Wednesday, October 01, 2014

Behind The Great Firewall/Golden Shield Project

Although I have access to the Internet at hotels in China it's not the Internet that I know back home, it's the Internet with Chinese characteristics. Before coming to China I had read that Gmail and anything Google are banned and unavailable, along with the NY Times, the Wall Street Journal, Wikipedia and Facebook but I'm finding that Gmail is hit and miss (anything Google is mostly a miss). I found something that gets our rooted phones around the Great Firewall and I've been remoting into my PC back home for access to Gmail and Google anything else but it's still a pain in the ass and that's probably the point. Besides, remoting into a PC in another country isn't an option for Chinese citizens

While I truly enjoy sticking to the man and thumbing my nose to his Great Firewall it's ultimately wearing me down. At times my link to my PC back home slows to a crawl and I can wait 15 seconds for the screen refresh of a map to reach me here in China. But strangely enough my US phone number rings through to me here when I'm on WiFi at no cost to me and as long as I'm on WiFi I can place and receive phone calls as if I were at home. And most of the connections have been excellent.
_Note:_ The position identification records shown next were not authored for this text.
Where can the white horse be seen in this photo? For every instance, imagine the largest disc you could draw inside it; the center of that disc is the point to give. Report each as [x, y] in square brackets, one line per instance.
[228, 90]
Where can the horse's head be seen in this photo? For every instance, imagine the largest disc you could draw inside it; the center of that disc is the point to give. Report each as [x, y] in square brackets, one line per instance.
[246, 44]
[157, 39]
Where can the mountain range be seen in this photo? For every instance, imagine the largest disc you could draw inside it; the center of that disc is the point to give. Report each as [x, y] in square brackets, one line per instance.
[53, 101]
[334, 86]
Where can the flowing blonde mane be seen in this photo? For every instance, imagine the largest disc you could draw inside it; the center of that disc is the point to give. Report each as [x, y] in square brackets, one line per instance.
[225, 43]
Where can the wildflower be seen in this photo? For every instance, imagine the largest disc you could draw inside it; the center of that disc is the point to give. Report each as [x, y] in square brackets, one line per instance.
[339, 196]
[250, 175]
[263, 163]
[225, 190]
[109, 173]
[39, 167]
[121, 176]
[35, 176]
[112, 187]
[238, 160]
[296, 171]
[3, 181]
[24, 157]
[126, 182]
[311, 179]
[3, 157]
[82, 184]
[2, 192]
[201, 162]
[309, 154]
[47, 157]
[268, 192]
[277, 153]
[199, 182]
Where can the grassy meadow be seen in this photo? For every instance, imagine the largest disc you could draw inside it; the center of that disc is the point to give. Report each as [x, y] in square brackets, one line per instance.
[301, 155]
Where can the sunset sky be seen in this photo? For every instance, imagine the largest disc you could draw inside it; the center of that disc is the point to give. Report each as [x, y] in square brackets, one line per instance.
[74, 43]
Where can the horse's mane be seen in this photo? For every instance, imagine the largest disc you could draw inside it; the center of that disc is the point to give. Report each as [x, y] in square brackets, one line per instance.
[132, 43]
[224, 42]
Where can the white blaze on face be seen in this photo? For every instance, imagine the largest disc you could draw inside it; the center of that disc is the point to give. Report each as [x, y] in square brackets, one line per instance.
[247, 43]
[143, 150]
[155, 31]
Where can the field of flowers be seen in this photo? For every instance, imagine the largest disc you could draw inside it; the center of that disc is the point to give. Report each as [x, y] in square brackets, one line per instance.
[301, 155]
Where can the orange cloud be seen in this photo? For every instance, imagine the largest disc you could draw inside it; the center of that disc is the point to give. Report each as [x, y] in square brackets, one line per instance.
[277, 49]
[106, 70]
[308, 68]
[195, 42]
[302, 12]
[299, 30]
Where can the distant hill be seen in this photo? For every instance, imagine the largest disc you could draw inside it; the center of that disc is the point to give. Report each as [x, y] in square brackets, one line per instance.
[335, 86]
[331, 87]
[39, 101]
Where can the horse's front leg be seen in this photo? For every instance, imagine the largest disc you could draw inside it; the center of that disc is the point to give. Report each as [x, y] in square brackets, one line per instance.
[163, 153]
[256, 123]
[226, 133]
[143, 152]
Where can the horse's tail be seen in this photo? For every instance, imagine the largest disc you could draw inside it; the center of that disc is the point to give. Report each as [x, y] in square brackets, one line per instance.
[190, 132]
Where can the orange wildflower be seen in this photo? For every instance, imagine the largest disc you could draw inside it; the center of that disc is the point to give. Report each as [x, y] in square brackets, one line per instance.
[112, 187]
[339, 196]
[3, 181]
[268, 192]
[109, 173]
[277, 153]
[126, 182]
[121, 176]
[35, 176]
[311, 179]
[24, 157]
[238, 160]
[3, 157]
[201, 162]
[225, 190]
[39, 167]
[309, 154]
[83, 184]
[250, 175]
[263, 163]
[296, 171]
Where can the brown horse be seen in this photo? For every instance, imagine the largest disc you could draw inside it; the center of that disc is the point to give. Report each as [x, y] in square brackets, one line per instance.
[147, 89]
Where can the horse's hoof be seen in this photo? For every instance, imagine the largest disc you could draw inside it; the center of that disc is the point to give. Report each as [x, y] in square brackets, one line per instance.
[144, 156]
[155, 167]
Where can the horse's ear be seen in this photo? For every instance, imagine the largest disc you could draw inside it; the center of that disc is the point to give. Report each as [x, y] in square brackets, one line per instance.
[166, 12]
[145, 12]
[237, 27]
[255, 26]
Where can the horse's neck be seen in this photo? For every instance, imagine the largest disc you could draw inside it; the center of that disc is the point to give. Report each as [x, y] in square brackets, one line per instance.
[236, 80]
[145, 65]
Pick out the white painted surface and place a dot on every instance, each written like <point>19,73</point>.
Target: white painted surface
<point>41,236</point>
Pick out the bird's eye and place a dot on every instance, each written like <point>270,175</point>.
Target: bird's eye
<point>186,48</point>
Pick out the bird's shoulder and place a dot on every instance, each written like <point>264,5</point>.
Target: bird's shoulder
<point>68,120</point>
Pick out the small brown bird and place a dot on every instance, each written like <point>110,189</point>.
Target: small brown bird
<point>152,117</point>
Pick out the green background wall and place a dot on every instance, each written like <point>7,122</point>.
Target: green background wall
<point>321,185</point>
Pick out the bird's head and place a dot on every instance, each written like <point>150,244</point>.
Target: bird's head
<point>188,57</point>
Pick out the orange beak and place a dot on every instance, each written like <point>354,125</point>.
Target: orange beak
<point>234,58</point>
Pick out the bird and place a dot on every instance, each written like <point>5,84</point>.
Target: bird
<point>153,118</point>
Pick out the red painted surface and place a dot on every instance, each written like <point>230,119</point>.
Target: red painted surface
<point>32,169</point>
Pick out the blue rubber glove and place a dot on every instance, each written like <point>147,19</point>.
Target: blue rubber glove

The secret to using the Chinese Internet seems to be in staying away from anything from Google just the way the Chinese government wants me to. That means giving up Google Chrome too. Internet Explorer with Bing comes right up in Chinese and offers the option of English. Bing's local maps come up in Chinese only and can't seem to find my hotel or anywhere I want to go so Bing Maps is useless. Google's maps can find my hotel but can be wildly inaccurate.

Bing's Web searches are quick and government sanitized for my protection. Websites from the US that are Great Firewall approved are slow but they work. A Bing search for the NY Times shows links to various sections of the newspaper but clicking on them delivers a message that says, “The Page Cannot Be Displayed” and implies a connection problem, but not the censorship problem that caused it. That way the user never knows whether the problem is an undersea cable break or censorship and rather than dwell on something that can't be known most users will just go on to something else that works. This is China and you can't fight the Forbidden City Hall. The Internet can be a frustration if you insist on using it in a way that is not government approved.

So I use Gmail, read the NY Times, the Wall Street Journal and my wife uses Facebook here in China. Am I scared of a visit from the Chinese Public Security Bureau? No. Why should they waste their time on me? This isn't North Korea. I'm reading my forbidden websites in English and I know no Mandarin to tell people what I've read. I can't tell anyone what I've read even if I wanted to and in a few weeks I'll be safely out of the country so why should the Chinese fret about me? Besides, the Chinese make allowances for tourists. CNN, HBO, NHK and Newschannel Asia are forbidden for Chinese citizens in their homes but have been available to me in hotels in China.